Continue ordering the pork-jowl maze-men, if that’s what you love. It’s very good. I know. Or keep slurping the spicy miso lobster ramen that was a special until they recognized, early on, the folly of ever taking it off the menu. But if you’re seeking something different—if you want, in this case, to cool off rather than warm up with a steaming bowl of ramen—try the cold noodle bowls they’ll now be serving as specials at Sylvan Thirty’s Ten Ramen.
They do this in the late spring, just as short sleeves and fans begin to seem the only options for survival. Last week was the first edition (specials run Monday through Sunday, with slightly different twists every iteration), and there will be more cold noodles on the horizon, running for weeks back to back in the height of summer.

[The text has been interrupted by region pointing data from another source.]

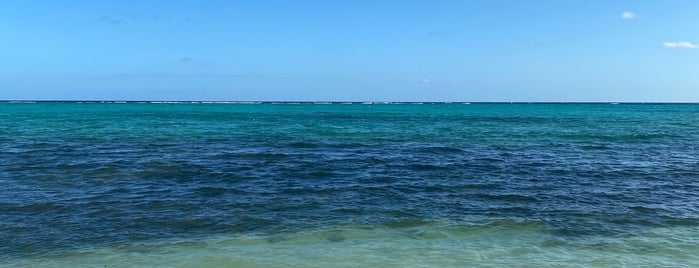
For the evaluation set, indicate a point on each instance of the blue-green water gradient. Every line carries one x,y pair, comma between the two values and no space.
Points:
314,185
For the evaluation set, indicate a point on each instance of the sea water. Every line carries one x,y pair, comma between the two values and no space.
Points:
348,185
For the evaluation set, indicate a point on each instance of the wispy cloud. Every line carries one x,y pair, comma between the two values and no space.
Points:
111,20
627,15
680,44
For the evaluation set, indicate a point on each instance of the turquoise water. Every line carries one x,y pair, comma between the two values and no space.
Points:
349,185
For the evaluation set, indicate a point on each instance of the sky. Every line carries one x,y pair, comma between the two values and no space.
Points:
373,50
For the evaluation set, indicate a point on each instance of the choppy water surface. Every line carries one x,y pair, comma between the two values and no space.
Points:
311,185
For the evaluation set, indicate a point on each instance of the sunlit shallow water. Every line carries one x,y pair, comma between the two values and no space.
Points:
439,244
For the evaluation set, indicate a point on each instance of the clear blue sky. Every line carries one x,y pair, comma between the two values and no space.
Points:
489,50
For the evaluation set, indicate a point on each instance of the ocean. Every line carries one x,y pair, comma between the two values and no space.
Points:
348,184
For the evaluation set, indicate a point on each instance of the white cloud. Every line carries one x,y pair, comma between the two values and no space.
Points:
681,44
627,15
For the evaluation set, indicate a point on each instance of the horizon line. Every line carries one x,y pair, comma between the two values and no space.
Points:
117,101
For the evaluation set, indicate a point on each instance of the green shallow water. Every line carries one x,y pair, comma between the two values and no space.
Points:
497,243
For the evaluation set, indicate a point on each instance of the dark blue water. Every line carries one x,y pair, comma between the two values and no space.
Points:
76,177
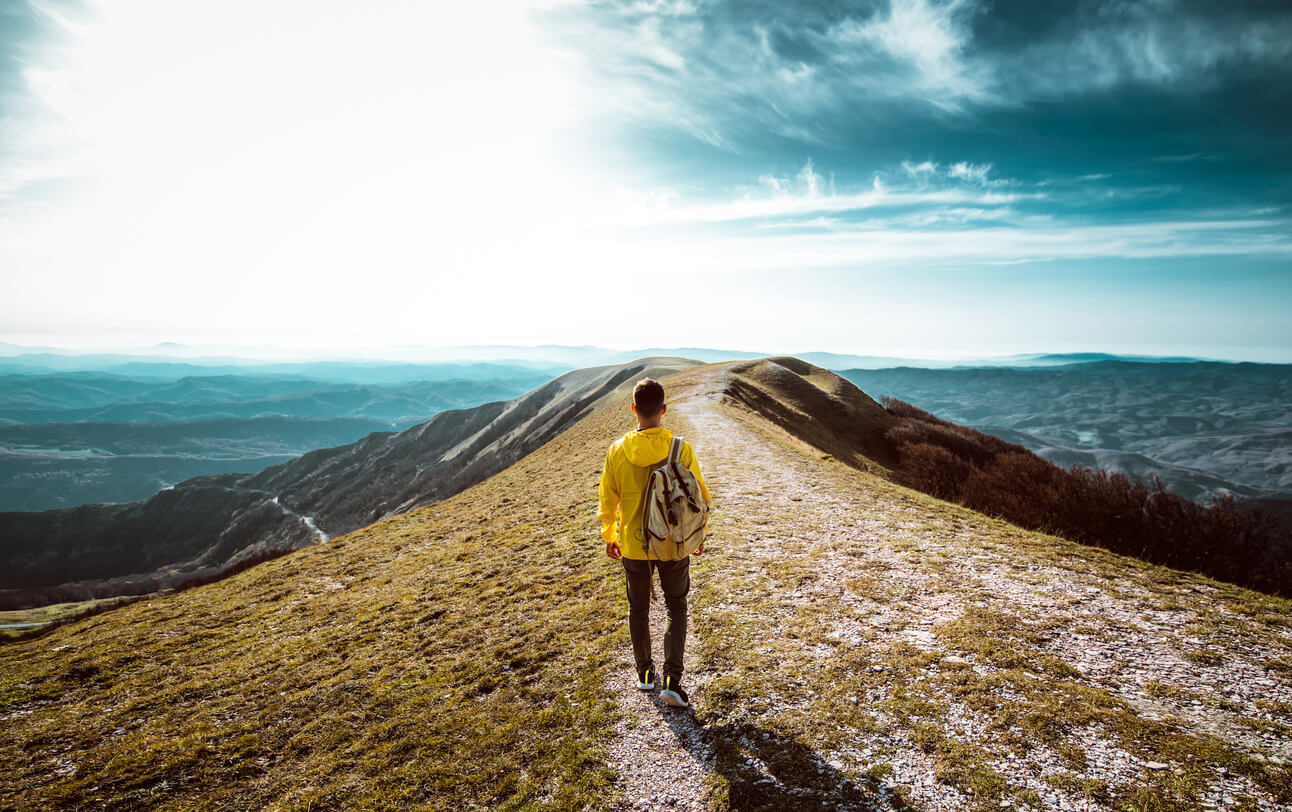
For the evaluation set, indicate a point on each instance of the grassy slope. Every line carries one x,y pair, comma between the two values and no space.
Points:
775,667
451,657
454,657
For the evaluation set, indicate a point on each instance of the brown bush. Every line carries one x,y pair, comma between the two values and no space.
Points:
1229,539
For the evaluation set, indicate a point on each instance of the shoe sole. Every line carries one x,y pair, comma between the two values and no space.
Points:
672,698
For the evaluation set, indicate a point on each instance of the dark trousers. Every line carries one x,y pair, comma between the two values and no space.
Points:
675,579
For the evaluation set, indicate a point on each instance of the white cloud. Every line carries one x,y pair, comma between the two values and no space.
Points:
969,171
930,39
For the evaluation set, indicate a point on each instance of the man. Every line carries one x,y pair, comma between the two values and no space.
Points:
624,482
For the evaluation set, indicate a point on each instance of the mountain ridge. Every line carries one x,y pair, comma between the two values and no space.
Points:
855,645
217,520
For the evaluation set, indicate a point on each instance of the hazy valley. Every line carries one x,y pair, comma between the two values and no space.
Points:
1203,427
857,645
84,436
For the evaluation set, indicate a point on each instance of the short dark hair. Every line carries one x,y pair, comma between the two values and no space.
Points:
649,397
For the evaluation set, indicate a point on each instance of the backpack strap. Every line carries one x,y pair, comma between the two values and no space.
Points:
675,451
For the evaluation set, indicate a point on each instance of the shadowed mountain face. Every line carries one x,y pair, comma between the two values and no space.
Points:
855,645
217,520
817,406
1203,427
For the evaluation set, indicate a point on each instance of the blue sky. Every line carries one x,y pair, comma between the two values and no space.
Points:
921,177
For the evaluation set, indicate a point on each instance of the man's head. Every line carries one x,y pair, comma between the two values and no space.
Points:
649,402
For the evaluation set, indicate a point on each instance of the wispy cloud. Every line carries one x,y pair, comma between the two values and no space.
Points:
919,47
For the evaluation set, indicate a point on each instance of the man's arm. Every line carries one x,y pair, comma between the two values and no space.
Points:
607,497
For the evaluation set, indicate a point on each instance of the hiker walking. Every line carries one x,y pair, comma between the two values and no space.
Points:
654,511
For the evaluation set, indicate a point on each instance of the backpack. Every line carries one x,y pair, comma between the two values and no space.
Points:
676,512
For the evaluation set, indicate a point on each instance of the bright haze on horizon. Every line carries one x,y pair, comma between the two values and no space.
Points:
911,177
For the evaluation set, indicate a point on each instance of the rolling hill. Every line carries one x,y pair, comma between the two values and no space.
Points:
855,645
215,521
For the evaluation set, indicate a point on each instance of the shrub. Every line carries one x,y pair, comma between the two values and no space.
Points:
1228,539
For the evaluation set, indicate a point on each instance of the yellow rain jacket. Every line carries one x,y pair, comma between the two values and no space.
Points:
624,481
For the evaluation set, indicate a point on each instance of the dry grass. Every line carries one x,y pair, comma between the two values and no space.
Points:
456,657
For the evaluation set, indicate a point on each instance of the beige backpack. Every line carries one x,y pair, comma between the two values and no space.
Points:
676,512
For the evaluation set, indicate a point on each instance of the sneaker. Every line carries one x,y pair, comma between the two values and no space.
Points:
673,693
645,679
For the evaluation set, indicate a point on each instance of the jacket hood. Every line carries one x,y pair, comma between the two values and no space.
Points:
649,446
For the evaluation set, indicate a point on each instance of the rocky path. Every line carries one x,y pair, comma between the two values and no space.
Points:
836,573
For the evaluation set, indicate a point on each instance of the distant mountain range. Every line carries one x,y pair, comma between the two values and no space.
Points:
1203,427
390,363
215,521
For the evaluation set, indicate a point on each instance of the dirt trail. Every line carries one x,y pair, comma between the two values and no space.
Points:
793,513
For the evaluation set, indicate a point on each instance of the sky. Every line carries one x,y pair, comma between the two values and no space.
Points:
915,177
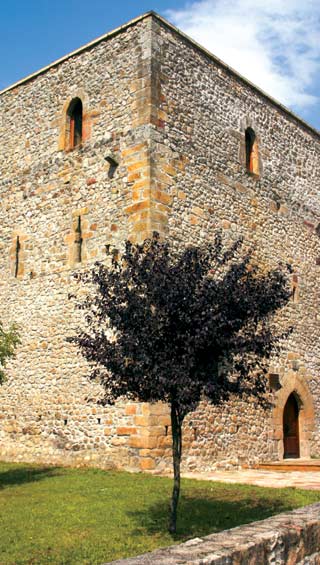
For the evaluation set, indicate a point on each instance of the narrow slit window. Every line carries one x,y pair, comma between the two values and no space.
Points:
17,257
252,158
75,114
78,242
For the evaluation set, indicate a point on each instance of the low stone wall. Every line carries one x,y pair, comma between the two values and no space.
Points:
292,538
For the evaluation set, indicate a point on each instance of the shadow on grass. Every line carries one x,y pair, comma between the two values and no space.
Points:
22,475
201,516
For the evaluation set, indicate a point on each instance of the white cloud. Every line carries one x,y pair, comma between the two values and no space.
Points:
273,43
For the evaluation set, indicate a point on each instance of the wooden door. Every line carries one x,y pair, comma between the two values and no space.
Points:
291,428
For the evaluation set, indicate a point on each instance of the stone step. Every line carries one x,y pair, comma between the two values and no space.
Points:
304,465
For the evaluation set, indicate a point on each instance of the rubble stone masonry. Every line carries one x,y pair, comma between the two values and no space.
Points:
171,119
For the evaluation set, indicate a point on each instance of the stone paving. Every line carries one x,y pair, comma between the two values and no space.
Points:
276,479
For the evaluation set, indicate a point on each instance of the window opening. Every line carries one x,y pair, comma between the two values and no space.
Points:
75,114
78,242
252,163
18,248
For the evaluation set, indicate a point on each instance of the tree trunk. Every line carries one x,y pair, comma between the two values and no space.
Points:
176,455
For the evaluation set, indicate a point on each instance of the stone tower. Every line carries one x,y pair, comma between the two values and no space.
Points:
144,130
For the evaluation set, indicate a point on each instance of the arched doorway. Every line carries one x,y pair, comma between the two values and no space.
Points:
291,444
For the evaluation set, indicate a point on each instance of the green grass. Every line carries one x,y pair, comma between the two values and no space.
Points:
88,516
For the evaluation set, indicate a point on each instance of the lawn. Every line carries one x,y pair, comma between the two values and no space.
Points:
89,516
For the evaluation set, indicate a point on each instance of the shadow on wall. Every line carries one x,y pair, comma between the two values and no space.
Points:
13,477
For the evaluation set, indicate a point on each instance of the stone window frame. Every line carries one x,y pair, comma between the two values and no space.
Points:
64,143
72,237
17,271
248,124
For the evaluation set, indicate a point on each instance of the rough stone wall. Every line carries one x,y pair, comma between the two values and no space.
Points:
205,111
49,410
174,121
286,539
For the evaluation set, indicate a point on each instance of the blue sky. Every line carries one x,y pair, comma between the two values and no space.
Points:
274,43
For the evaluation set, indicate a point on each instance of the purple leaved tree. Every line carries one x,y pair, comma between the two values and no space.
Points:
174,326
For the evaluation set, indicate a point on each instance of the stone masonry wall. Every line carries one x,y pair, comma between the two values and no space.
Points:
174,121
199,154
49,409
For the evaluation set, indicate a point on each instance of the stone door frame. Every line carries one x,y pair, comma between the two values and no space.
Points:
293,383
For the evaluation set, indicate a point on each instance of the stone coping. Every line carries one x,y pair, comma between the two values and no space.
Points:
291,538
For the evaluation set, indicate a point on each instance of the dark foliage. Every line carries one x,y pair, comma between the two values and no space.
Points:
169,326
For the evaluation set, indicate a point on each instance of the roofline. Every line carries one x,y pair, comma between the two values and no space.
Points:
92,43
180,33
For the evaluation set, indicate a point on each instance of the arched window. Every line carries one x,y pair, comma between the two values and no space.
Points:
252,158
75,123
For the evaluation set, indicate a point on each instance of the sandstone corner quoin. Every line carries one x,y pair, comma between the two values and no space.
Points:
171,140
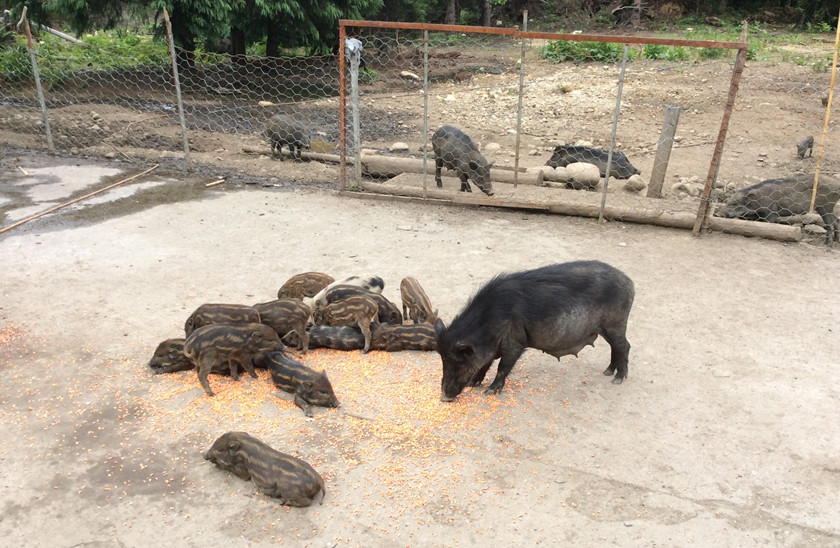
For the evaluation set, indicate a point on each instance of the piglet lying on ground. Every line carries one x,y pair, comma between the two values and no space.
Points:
276,474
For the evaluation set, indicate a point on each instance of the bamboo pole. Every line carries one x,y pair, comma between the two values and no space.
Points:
173,55
827,118
37,76
740,61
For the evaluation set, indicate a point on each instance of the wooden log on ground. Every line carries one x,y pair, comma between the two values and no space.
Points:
377,165
306,155
641,215
773,231
451,196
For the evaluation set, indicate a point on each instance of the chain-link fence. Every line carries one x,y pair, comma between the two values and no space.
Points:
658,111
429,110
112,101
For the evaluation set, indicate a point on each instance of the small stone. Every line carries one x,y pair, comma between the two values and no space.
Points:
583,175
635,183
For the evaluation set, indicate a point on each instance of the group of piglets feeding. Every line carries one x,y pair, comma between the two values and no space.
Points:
348,314
558,309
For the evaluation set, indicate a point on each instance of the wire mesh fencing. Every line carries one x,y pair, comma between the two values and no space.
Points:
506,116
125,104
661,119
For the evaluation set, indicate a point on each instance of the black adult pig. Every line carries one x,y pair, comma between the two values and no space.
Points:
282,129
209,347
309,387
337,337
455,150
276,474
774,199
558,309
621,167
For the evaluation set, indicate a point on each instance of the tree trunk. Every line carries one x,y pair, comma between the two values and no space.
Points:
272,42
237,41
451,12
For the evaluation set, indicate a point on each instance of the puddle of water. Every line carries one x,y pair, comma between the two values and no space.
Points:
123,191
57,182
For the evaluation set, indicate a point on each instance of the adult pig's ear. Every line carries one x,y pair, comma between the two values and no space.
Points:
439,327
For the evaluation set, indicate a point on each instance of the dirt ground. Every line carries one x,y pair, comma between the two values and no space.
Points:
724,434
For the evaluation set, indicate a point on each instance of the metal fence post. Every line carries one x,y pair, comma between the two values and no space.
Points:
521,93
37,76
355,55
612,136
425,109
703,210
342,109
173,56
827,118
663,152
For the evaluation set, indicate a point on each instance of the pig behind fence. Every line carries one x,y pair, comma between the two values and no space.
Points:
773,200
559,309
282,129
276,474
621,168
455,150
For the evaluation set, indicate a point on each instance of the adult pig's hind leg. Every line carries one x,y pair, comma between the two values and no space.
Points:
506,363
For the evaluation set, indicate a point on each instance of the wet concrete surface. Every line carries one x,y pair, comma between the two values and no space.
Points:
33,183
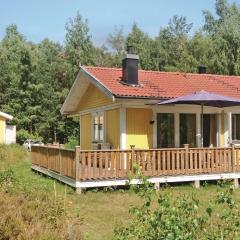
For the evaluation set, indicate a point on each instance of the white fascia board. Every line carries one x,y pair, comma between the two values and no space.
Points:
97,83
92,79
5,115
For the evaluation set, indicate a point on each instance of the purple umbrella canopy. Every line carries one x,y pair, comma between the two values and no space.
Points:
204,98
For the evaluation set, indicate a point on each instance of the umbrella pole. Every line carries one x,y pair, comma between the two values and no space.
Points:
201,125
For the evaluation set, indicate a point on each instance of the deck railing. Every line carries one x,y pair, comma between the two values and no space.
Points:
117,164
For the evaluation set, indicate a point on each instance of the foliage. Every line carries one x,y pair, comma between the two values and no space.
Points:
161,216
31,206
72,143
23,135
10,153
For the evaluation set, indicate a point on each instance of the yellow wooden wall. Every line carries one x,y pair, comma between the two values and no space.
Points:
86,132
113,127
2,129
138,129
93,98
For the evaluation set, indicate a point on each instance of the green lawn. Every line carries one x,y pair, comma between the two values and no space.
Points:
91,215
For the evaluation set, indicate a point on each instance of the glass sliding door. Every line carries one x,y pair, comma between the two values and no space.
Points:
165,130
188,129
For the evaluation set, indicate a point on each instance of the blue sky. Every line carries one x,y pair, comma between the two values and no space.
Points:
38,19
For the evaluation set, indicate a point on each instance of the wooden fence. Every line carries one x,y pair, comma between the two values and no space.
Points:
117,164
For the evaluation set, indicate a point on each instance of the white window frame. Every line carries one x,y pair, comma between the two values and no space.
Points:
98,114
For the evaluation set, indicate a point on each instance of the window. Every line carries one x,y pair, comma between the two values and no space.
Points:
235,126
165,130
188,129
98,132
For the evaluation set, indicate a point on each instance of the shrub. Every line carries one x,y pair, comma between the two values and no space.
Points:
72,143
163,217
12,153
23,135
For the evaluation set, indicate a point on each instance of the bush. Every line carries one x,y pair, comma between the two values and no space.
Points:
72,143
163,217
23,135
12,153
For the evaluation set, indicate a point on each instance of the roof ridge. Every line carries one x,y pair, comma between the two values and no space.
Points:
165,72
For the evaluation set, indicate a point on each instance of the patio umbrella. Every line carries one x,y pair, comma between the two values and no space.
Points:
204,98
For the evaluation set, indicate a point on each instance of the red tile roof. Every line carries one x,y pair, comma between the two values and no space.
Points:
159,85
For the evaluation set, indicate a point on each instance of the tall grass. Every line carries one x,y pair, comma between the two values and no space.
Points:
29,208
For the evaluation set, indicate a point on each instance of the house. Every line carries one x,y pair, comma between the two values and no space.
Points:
7,132
117,108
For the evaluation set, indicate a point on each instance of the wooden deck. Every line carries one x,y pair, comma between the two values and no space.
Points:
112,167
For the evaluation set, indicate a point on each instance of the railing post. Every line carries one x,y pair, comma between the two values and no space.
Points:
77,160
133,155
186,146
133,152
60,160
47,159
233,158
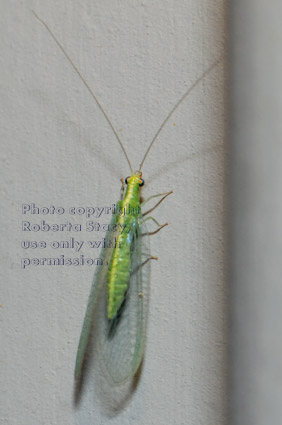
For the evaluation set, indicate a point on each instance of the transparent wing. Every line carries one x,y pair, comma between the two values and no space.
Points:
99,282
122,339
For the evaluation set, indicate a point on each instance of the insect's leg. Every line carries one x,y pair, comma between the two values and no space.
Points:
158,224
122,188
164,195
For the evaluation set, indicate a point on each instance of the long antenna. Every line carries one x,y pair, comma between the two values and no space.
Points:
86,85
204,74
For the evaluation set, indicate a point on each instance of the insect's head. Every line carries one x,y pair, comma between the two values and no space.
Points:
135,178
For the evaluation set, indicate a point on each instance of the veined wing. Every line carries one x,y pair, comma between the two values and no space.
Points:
122,339
99,282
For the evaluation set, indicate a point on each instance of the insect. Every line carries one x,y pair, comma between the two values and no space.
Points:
118,301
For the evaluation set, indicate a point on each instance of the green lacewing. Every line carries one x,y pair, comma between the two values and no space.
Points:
119,296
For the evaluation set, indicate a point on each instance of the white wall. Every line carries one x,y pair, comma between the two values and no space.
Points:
57,149
257,211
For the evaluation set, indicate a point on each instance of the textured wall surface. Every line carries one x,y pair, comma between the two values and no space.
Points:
257,212
57,150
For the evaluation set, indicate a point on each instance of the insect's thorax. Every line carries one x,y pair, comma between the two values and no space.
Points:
127,218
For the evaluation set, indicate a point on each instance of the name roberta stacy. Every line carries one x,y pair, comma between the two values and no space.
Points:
89,226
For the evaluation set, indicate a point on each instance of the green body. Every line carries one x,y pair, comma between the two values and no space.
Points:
128,211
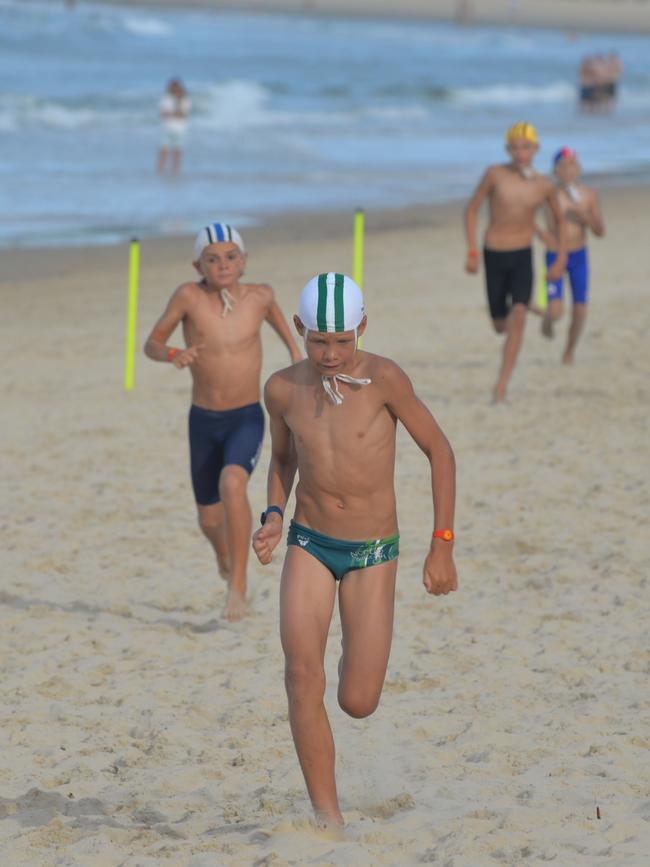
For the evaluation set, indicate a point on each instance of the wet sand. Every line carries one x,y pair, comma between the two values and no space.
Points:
631,16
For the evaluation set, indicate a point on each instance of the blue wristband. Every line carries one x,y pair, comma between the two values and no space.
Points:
264,514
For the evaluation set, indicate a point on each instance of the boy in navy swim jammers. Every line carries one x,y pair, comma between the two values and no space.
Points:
333,419
222,319
580,206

Cold somen, Japan’s thinnest noodles tangled with ice, are a hot-weather classic in Japan, where summers are humid and relentless. The eccentric hiyashi chuka, like a crudité platter over instant ramen (cucumber batons, shirred egg omelet cut into strips and other nibbles topped with nori and togarashi spice) is another cold-ramen go-to you find all over Tokyo. Cold somen in particular is singularly transporting when eaten in a semi-shadowed kitchen with the shades pulled down against the heat.
The cold noodles at Ten Ramen are neither of those standards, but rather their own creations. This first week was pesto chicken: big pieces of tender chicken over noodles tossed in pesto that was garlicky and full of ginger. A shower of Parmesan and cherry tomatoes snuggled in amongst the pickled Japanese vegetables and two sheets of nori that stand sentinel. The mélange was lovely—this funny play on Italian pesto meets Japanese. The ginger and basil, both refreshing; the Parmesan’s umami—it works, it’s fresh. I could have used a touch more pesto, but then again the noodles were allowed to shine, and at Ten, that’s a good thing.